Wśród osób, które zamiast stawiać na NFZ, poszła do dentysty prywatnie największy odsetek zrobił tak, gdyż zetknął się: ze byt odległymi terminami wizyt w podmiotach mających kontrakty z NFZ (26,5 proc.), brakiem lekarza odpowiedniej specjalności (3,1 proc.), z niefinansowaniem usług przez NFZ (22,9 proc.), z lepszym wyposażeniem w sprzęt i materiały medyczne (28,3 proc.).

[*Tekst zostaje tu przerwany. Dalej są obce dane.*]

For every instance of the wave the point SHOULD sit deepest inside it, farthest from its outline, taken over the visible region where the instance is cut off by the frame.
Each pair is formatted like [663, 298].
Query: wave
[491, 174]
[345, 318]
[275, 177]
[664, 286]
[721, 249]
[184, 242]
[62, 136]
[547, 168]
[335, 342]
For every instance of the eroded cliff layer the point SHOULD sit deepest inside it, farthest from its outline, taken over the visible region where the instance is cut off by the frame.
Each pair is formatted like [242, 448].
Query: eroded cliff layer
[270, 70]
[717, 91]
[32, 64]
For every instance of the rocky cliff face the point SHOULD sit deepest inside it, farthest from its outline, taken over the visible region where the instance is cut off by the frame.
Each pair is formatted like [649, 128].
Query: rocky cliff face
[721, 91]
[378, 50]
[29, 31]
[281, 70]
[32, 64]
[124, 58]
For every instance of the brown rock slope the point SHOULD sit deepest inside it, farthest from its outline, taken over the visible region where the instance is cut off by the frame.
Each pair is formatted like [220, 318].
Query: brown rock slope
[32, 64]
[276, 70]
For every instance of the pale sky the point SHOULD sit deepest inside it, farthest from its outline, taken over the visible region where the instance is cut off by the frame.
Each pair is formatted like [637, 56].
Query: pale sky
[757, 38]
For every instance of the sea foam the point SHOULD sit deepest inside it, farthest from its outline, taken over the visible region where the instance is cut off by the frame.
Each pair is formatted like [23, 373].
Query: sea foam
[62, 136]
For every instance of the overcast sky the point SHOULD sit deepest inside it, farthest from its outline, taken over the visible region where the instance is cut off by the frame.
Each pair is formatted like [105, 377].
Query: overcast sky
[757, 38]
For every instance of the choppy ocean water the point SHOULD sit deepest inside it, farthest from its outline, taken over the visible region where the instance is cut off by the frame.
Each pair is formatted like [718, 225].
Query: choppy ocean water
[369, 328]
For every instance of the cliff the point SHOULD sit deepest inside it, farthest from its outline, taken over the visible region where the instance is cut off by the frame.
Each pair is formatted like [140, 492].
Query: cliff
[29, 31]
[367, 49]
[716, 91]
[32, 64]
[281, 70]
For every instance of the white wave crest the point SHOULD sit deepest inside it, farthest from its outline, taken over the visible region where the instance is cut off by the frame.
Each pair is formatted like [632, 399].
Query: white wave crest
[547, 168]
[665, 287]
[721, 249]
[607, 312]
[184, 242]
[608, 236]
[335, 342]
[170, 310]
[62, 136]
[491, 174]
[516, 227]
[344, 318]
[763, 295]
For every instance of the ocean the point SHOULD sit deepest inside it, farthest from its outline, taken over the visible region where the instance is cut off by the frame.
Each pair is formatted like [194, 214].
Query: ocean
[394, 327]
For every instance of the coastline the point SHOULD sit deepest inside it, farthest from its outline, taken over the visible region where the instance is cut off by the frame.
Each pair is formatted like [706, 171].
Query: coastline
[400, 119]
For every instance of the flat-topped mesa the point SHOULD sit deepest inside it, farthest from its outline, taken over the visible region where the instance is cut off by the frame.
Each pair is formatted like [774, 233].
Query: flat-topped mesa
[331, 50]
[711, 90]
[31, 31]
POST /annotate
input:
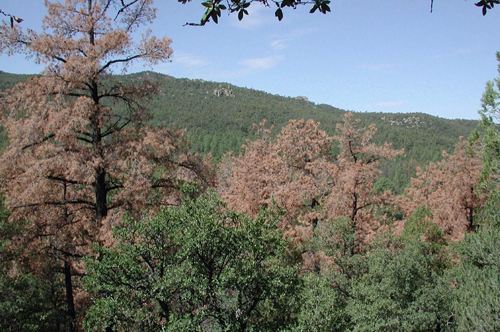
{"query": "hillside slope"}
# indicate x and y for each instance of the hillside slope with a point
(218, 118)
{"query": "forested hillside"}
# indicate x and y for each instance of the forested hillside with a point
(219, 117)
(114, 217)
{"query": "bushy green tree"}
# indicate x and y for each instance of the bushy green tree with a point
(327, 287)
(401, 291)
(195, 267)
(477, 277)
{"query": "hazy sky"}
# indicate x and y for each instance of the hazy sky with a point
(366, 55)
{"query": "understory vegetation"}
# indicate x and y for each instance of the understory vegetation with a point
(110, 220)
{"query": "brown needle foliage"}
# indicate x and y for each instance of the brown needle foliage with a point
(79, 155)
(448, 188)
(298, 172)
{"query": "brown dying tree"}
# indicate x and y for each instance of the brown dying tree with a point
(79, 155)
(298, 172)
(450, 189)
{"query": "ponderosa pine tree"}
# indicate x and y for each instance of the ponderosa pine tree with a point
(449, 189)
(298, 172)
(79, 154)
(358, 165)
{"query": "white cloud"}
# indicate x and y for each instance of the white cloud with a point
(261, 63)
(385, 104)
(281, 42)
(249, 67)
(375, 66)
(190, 61)
(459, 52)
(256, 18)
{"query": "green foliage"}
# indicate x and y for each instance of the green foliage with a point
(193, 267)
(477, 277)
(420, 225)
(27, 302)
(194, 104)
(325, 292)
(401, 290)
(323, 300)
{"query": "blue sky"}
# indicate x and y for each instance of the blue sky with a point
(380, 56)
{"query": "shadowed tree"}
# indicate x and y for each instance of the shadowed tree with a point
(79, 155)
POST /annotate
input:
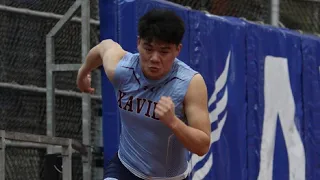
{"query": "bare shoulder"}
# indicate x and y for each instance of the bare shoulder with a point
(197, 90)
(111, 53)
(196, 105)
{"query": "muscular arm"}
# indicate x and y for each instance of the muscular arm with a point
(107, 53)
(196, 136)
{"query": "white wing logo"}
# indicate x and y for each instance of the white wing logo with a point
(215, 134)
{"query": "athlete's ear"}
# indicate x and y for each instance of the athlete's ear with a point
(179, 47)
(138, 40)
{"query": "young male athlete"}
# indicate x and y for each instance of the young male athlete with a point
(162, 101)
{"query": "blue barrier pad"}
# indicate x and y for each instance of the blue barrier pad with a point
(274, 103)
(217, 51)
(311, 98)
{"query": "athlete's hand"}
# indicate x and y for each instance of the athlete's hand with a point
(165, 111)
(84, 83)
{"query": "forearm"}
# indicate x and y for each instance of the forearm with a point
(195, 140)
(95, 56)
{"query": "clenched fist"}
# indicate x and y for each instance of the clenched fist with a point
(165, 111)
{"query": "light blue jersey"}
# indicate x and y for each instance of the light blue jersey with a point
(148, 148)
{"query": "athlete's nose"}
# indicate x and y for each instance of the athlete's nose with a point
(155, 58)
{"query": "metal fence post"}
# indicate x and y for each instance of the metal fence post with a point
(67, 161)
(86, 100)
(50, 70)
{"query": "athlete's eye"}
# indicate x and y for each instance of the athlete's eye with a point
(164, 52)
(148, 49)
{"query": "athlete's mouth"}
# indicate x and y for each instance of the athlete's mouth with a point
(154, 69)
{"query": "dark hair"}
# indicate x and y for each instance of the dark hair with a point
(161, 25)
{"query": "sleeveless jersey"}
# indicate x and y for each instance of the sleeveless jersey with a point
(148, 148)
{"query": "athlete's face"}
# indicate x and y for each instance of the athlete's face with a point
(157, 57)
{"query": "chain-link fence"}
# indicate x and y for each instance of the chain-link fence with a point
(23, 66)
(294, 14)
(23, 80)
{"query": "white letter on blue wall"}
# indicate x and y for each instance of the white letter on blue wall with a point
(279, 101)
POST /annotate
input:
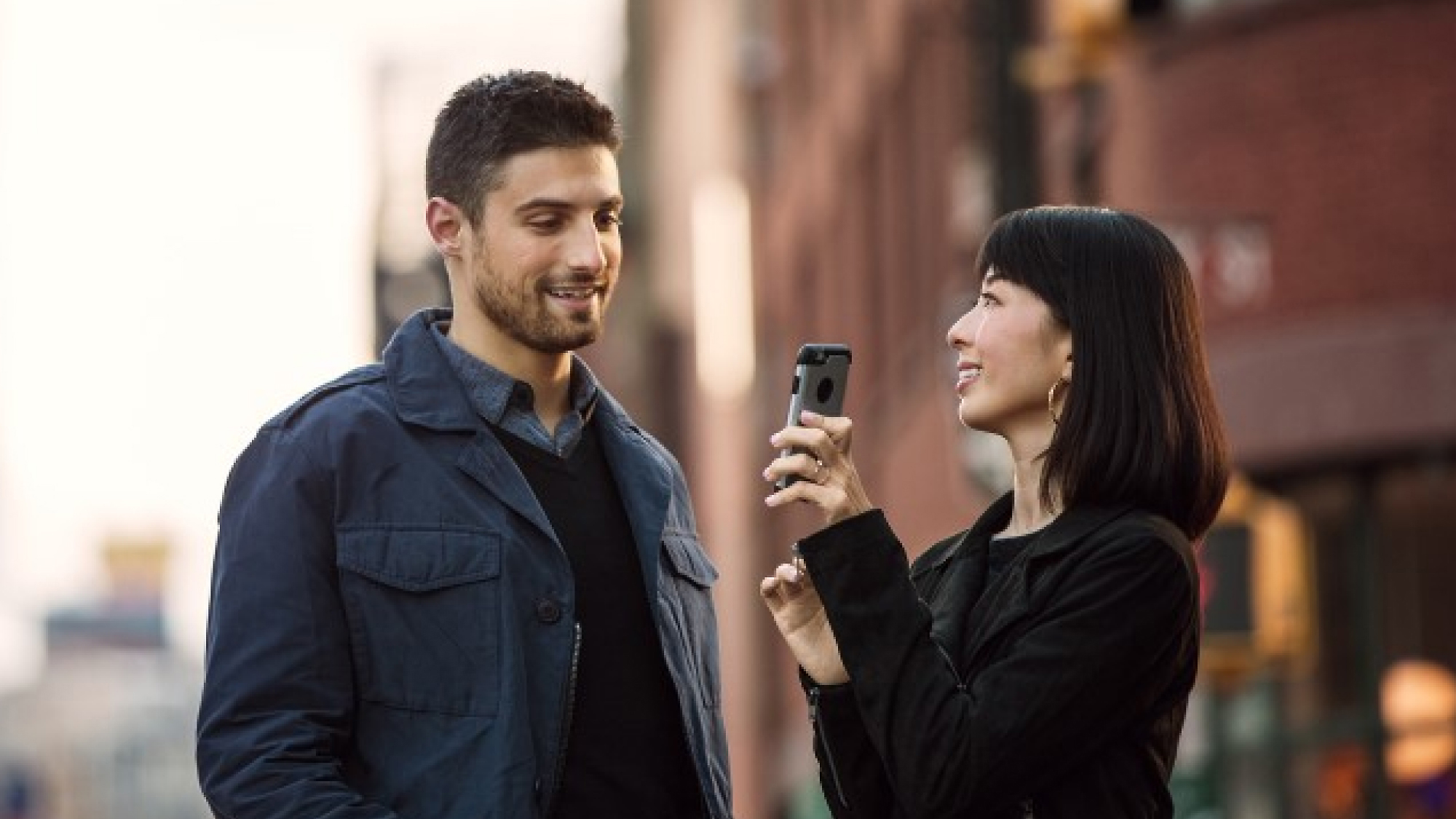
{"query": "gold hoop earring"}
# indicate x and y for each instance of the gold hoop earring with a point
(1052, 400)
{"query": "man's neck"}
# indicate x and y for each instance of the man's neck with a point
(548, 373)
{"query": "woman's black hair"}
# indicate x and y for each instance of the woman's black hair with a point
(1139, 423)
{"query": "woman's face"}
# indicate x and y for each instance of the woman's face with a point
(1010, 352)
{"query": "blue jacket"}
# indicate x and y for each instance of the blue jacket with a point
(391, 630)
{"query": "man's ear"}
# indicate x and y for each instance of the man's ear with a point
(448, 226)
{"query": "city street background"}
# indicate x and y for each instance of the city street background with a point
(209, 207)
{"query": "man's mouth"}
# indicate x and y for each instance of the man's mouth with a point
(966, 373)
(574, 292)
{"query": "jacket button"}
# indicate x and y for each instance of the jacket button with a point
(548, 609)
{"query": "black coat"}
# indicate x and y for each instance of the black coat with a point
(1058, 691)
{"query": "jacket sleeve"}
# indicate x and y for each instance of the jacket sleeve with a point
(279, 697)
(851, 774)
(1085, 666)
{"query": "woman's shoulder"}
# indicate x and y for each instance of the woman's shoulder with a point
(1138, 532)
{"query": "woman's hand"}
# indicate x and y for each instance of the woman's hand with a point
(822, 464)
(802, 620)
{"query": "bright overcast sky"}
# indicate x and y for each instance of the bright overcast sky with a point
(187, 194)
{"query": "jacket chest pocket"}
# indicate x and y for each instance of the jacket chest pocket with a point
(687, 595)
(424, 609)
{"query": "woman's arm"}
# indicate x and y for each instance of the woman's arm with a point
(1088, 665)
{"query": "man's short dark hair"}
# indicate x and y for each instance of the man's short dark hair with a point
(493, 119)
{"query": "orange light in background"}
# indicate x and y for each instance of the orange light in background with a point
(1419, 708)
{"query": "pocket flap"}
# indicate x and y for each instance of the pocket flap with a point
(689, 560)
(422, 558)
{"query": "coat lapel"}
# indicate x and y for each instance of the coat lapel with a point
(643, 480)
(427, 394)
(490, 465)
(1008, 601)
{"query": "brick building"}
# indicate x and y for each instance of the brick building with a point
(1301, 152)
(1298, 151)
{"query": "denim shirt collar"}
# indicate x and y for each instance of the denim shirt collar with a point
(510, 404)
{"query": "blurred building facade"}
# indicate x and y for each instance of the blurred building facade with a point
(1301, 152)
(1298, 152)
(107, 729)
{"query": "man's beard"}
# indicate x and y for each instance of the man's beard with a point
(522, 314)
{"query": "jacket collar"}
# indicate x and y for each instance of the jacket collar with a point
(427, 392)
(426, 389)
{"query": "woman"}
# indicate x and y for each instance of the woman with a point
(1037, 663)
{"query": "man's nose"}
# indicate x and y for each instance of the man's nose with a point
(585, 248)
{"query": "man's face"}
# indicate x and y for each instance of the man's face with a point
(545, 258)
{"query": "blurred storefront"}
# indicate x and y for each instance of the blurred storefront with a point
(1301, 152)
(107, 729)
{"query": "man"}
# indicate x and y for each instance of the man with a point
(462, 583)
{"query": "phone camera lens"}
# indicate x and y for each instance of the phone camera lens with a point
(826, 389)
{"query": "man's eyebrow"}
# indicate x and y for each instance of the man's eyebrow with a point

W 2013 r. w gospodarstwach, korzystających z poszczególnych rodzajów usług ambulatoryjnych i ponoszących za nie opłaty - wysokość średnich miesięcznych wydatków na osobę była zróżnicowana: za usługi POZ płacono średnio - 27,54 zł, za usługi specjalistyczne - 34,22 zł, za rehabilitację ambulatoryjną - 47,83 zł, za rehabilitację w domu pacjenta - 96,81 zł. W tym zestawieniu leczenie stomatologiczne zachowawcze pochłaniało aż 53,46 zł.